Selecting the points which the distance are equal or less than the radius:


In [7]:
less_radius = distances[:, 0] <= radius
distances = distances[less_radius, :]
indexes = indexes[less_radius, :]

It is interesting to normalize the distance and subtract the value from 1. That will be the weight of each distance.

Using the l2 normalization which can be represented by: $$ d_{norm} = \frac{d}{\sqrt{\sum_{i=1}^{n} d_i}} $$

The weight of each distance will be:

$$ w = 1 - d_{norm} $$

In python:


In [8]:
# Using the scikit-learn library
weight_norm = 1 - normalize(distances, axis=1)

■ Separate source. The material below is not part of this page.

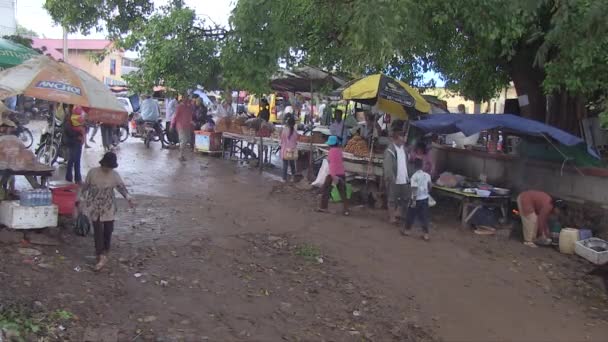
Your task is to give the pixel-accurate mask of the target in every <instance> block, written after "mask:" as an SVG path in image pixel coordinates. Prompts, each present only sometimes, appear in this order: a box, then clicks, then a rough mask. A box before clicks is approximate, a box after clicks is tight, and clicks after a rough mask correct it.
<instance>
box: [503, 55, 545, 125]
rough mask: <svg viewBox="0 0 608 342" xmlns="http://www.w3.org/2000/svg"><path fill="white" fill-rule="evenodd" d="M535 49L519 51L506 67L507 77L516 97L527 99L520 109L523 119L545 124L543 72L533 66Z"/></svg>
mask: <svg viewBox="0 0 608 342" xmlns="http://www.w3.org/2000/svg"><path fill="white" fill-rule="evenodd" d="M534 51H536V49H534V48H529V49H520V51H519V52H518V53H517V54H516V55H515V56H513V59H512V60H511V61H510V63H509V65H508V70H509V75H510V76H511V79H512V80H513V84H514V85H515V90H516V91H517V96H519V97H520V98H522V97H527V101H528V105H525V106H522V105H521V101H520V107H521V114H522V116H523V117H526V118H529V119H533V120H537V121H541V122H545V119H546V108H547V107H546V103H547V102H546V101H547V98H546V97H545V94H544V93H543V90H542V82H543V79H544V78H545V74H544V72H543V71H542V70H541V69H539V68H537V67H536V66H534Z"/></svg>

Formula to calculate the value for each vertice of the strcutured grid

$$ P = \frac{\sum_{i=1}^{n} (w_{i}\times Z_i)}{\sum_{j=1}^{n} w_{j}} $$

In Python:


In [9]:
prod = weight_norm * scattered_data_10000.values[indexes, 2]
scalars = np.full(NI * NJ, 0.0)
grid_points.loc[less_radius, 'z'] = prod.sum(axis=1) / (weight_norm.sum(axis=1))

Example - Map desired


In [10]:
plt.pcolor(correct_map.values[:, 0].reshape(NI, NJ), correct_map.values[:, 1].reshape(NI, NJ), correct_map.values[:, 2].reshape(NI, NJ), cmap=cm.jet)


Out[10]:
<matplotlib.collections.PolyCollection at 0x18682037f98>

Map reconstructed using the algorithm described


In [11]:
plt.pcolor(grid_points.values[:, 0].reshape(NI, NJ), grid_points.values[:, 1].reshape(NI, NJ), grid_points.values[:, 2].reshape(NI, NJ), cmap=cm.jet)


Out[11]:
<matplotlib.collections.PolyCollection at 0x18682fcae80>

Error

I'm going to calculate the error of the map reconstructed.


In [12]:
dif_map = correct_map.z - grid_points.z

In [13]:
dif_map.describe()


Out[13]:
count    10000.000000
mean        -0.002056
std          0.040616
min         -0.374595
25%         -0.015490
50%         -0.000398
75%          0.012541
max          0.308697
Name: z, dtype: float64

In [14]:
error = (grid_points.z / correct_map.z) - 1

In [15]:
plt.hist(error)


Out[15]:
(array([  9.00000000e+00,   9.20000000e+01,   8.27000000e+02,
          6.53500000e+03,   2.12800000e+03,   3.30000000e+02,
          6.20000000e+01,   1.20000000e+01,   4.00000000e+00,
          1.00000000e+00]),
 array([-0.02799039, -0.02044437, -0.01289836, -0.00535234,  0.00219367,
         0.00973969,  0.0172857 ,  0.02483172,  0.03237773,  0.03992375,
         0.04746976]),
 <a list of 10 Patch objects>)

In [16]:
error[error < 0] *= -1

In [17]:
error.describe()


Out[17]:
count    1.000000e+04
mean     3.332213e-03
std      3.837730e-03
min      1.299330e-07
25%      6.622378e-04
50%      1.998104e-03
75%      4.668888e-03
max      4.746976e-02
Name: z, dtype: float64

Analyzing the histogram, the mean and the standard deviation we can see the mean error is something around 0.33% and the most part of the values is near to 0.46%.